I know that all my life I've been taught that my focus should be on the condition of my heart since that is what God sees. I've also been taught that God is the only one that matters. It doesn't matter what others think about me as long as I am in line with God's will and scripture. Tonight, again, I battle with the issue that just will not seem to go away. Spirit = willing, flesh = weak???? Insecurity is my biggest flaw. What reason do I have to be insecure?? I have the one reason to feel secure - salvation through Jesus Christ.
The first thing I tend to forget is that my measuring stick is our precious Savior. He is the only one to walk sinless upon this earth. He is the only one that paid the penalty for my horrific sins. Upon searching for a definition of measurement, I found several. One stood out among the others. Wikipedia notes that measurement systems are valid if qualifying with accuracy and precision. Hmmm.So, if I think about all the people who have walked or will walk this planet, are any of them completely accurate and precise all the time? Only one. Why then do I continually look around and compare myself to others? Again, spirit - flesh, battling continually. For weeks, my mind has been overtaken with 5 tasks in which I wish to succeed. These tasks would be considered noble by most people. I think God has placed these tasks/responsibilities in my hands. However....I don't believe I'm seeing things His way all the time.
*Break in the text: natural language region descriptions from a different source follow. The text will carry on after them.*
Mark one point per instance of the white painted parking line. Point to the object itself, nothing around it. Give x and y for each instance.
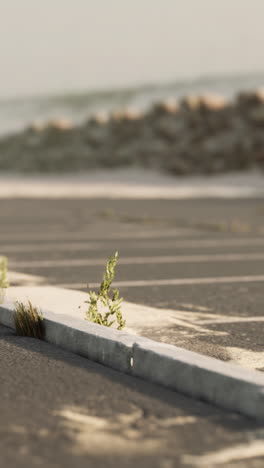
(170, 282)
(153, 260)
(133, 233)
(253, 448)
(105, 244)
(23, 279)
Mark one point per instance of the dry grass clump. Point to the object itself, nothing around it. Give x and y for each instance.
(28, 321)
(3, 277)
(103, 308)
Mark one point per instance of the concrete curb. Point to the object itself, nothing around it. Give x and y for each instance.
(192, 374)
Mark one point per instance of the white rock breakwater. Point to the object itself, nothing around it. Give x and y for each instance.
(198, 135)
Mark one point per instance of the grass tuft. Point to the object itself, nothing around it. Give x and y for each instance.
(3, 277)
(103, 309)
(28, 321)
I'm reminded of Peter. In Matthew 15, Peter and the other disciples were in a boat. Jesus came to them during the night. You know the story...the waves were crashing against the boat, the wind had kicked it up a bit. Peter has a brave moment. Jesus tells him to come out on the water. He goes. What a picture of faith. Waves are crashing, wind is howling, but Peter still wants to display his faith by walking with Jesus on the water. But then, Peter notices the circumstances around him. That's when he began to sink. Our Savior is still there. He's not surprised. He hasn't walked away. He's just still there waiting to deliver Peter from himself. El Shaddaii - Our Deliverer.
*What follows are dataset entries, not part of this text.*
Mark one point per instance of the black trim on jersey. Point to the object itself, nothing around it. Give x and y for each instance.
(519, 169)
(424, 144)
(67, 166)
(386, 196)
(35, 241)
When I turn my eyes from the One who truly matters, my measurement of my progress is no longer accurate or precise. Only when I'm focused on my Savior, will He bring my life into focus. As I turn my eyes to him, I must remember what Paul wrote in Philippians 1:21.
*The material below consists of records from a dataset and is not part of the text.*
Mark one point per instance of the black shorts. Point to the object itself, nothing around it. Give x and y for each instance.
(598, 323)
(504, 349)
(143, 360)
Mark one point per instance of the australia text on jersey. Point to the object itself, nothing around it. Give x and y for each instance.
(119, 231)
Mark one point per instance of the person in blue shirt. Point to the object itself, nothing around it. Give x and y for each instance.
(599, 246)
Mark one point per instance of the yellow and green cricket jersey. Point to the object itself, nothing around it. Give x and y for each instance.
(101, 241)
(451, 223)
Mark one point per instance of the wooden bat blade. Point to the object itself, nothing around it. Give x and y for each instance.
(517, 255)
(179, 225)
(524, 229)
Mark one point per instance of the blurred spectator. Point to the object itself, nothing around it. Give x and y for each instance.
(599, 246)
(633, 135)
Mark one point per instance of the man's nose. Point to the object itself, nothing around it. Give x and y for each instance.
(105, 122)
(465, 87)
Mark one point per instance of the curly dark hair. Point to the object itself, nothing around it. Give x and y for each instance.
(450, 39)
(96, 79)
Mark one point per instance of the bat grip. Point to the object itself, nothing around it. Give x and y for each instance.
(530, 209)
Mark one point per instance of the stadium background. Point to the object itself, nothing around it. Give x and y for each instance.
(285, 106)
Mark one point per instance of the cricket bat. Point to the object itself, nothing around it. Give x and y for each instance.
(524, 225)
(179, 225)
It is an honor to call God my Father. Why He chose to redeem me, I'll never understand. Psalm 40 is one of my favorites. The entire thing is pretty good stuff. Tonight, my heart worships Him.
Psalm 40: 1-3
I waited patiently for the Lord;
he turned to me and heard my cry.
He lifted me out of the slimy ppit,
out of the mud and mire;
he set my feet on a rock
and gave me a firm place to stand
He put a new song in my mouth,
a hymn of praise to our God.
Many will see and fear and put their trust in the Lord.